WPP reported a 5.4% revenue decline for 2025, marking the clearest signal yet that the holding company model no longer commands pricing power in a first-party data economy. The six largest holding companies—WPP, Omnicom, Publicis, IPG, Dentsu, and Havas—watched their combined share of U.S. advertising spending fall from 44.6% in 2019 to an undisclosed lower figure by year-end 2024, according to competitive intelligence tracked by agency-watchers through Q1 2025. No remediation timeline has been announced.
The decline is structural. Holding companies built revenue on media arbitrage: buy national inventory at scale, bundle creative and planning, bill clients at margin. That margin compressed as platforms verticalized. Google and Meta now sell directly to brands with attribution dashboards holding companies cannot replicate. Salesforce owns the CRM layer. Amazon owns the checkout. The holding companies own legacy ERP systems and overhead ratios above 18%. WPP's Q1 filing shows organic growth in its "Technology" vertical offset by double-digit declines in "Global Integrated Agencies"—the P&L line that funded London real estate for three decades.
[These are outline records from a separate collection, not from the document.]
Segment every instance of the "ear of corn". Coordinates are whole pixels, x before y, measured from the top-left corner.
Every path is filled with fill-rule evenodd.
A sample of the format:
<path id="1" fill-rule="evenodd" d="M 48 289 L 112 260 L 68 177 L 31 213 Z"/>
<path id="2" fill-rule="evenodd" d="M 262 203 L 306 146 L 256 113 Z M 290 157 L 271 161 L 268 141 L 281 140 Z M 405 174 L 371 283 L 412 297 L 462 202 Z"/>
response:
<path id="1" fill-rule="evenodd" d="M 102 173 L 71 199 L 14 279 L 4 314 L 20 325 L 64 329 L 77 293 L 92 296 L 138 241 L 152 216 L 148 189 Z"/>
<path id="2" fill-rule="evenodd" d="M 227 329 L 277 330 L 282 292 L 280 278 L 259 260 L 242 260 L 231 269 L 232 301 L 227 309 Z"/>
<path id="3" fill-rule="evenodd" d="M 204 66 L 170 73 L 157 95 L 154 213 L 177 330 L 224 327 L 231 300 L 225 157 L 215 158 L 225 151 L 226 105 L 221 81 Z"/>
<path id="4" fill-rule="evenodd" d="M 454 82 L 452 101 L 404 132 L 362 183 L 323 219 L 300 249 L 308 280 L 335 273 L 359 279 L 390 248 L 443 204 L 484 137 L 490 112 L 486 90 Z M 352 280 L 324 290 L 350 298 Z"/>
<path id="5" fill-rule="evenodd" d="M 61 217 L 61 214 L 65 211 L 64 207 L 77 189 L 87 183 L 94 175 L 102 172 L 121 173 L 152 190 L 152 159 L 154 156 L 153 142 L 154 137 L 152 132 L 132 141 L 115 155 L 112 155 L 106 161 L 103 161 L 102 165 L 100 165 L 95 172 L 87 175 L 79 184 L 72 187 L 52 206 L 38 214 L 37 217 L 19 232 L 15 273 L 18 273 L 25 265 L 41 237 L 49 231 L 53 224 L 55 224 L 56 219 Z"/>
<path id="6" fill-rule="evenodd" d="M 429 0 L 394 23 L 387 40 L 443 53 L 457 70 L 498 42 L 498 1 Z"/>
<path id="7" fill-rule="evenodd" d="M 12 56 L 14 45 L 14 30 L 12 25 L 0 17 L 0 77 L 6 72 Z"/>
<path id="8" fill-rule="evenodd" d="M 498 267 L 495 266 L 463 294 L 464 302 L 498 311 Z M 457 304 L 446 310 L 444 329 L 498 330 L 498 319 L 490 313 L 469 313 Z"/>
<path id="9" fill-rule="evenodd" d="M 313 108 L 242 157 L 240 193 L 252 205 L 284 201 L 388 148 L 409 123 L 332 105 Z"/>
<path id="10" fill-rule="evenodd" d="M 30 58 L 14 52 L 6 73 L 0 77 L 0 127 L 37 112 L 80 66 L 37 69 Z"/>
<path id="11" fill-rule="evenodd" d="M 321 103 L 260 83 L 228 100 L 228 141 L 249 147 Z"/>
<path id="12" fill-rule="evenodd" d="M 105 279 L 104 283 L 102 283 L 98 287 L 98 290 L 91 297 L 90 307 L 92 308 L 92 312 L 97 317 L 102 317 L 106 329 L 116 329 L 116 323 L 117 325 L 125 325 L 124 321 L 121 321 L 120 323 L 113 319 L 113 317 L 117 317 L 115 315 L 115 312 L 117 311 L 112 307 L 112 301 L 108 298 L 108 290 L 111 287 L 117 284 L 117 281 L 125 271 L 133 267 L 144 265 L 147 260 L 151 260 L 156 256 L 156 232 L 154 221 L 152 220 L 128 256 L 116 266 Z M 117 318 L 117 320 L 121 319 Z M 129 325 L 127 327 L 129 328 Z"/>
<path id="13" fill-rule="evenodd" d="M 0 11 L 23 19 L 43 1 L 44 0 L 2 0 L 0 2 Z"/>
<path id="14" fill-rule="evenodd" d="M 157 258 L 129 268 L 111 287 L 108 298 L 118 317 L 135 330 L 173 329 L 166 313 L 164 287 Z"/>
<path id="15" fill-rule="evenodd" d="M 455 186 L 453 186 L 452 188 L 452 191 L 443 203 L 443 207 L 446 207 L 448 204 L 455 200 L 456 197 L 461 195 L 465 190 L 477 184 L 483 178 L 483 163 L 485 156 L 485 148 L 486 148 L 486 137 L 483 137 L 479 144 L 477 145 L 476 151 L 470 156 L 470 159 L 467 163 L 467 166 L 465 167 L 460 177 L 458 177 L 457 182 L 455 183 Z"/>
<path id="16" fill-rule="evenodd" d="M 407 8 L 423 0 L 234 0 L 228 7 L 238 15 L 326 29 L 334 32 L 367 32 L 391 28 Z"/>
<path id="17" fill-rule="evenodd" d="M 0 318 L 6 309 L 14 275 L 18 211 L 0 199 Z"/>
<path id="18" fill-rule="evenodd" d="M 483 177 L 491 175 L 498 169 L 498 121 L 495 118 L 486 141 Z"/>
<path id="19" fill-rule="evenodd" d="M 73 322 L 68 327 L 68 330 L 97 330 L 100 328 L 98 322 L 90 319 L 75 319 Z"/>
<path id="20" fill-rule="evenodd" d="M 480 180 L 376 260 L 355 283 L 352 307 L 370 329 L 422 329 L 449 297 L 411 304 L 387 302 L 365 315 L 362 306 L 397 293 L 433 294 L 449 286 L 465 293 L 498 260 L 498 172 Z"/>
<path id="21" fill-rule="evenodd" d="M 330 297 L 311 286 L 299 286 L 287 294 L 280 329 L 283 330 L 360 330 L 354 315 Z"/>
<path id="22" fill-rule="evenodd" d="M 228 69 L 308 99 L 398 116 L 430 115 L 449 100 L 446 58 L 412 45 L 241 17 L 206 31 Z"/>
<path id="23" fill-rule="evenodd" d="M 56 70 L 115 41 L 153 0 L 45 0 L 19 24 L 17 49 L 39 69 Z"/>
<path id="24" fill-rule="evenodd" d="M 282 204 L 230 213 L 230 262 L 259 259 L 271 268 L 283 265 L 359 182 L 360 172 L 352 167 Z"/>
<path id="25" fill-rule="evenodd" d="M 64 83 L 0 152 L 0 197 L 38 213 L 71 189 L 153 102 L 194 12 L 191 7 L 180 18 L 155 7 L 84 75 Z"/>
Family offices and heritage brands are recalibrating agency relationships accordingly. A $40M luxury-hospitality development in Southeast Asia that would have defaulted to a WPP network shop in 2019 now goes to a 12-person independent with a former Condé Nast creative director and a direct Slack channel to the principal. A $18M awareness campaign for a Swiss watchmaker bypassed Publicis for a Tokyo boutique that owns its influencer relationships and does not invoice for "account management." The holding companies still win the $200M CPG retainers, but those briefs increasingly demand performance marketing the groups are structurally unequipped to deliver at the speed venture-backed DTC competitors expect. The result is not collapse but managed decline: revenue per FTE drops, utilization rates compress, and junior talent exits for studios that credit work.
Operators and allocators should watch three follow-on events. First, whether WPP or Publicis announces a formal brand-consolidation program by Q3 2025, collapsing sub-brands into a simplified P&L to preserve EBITDA margin. Second, whether any of the six divest a legacy media-buying unit to a private-equity buyer by year-end, signaling admission that media is now infrastructure, not margin. Third, whether independent agency coalitions—networks like Worldwide Partners or The Pharm—begin reporting aggregated billings above $5B, crossing the threshold where procurement departments must treat them as Tier 1 alternatives. That last event would finish what the revenue decline began.
WPP's next earnings call is scheduled for late July. The market will not ask if the model works. It will ask when the restructuring starts.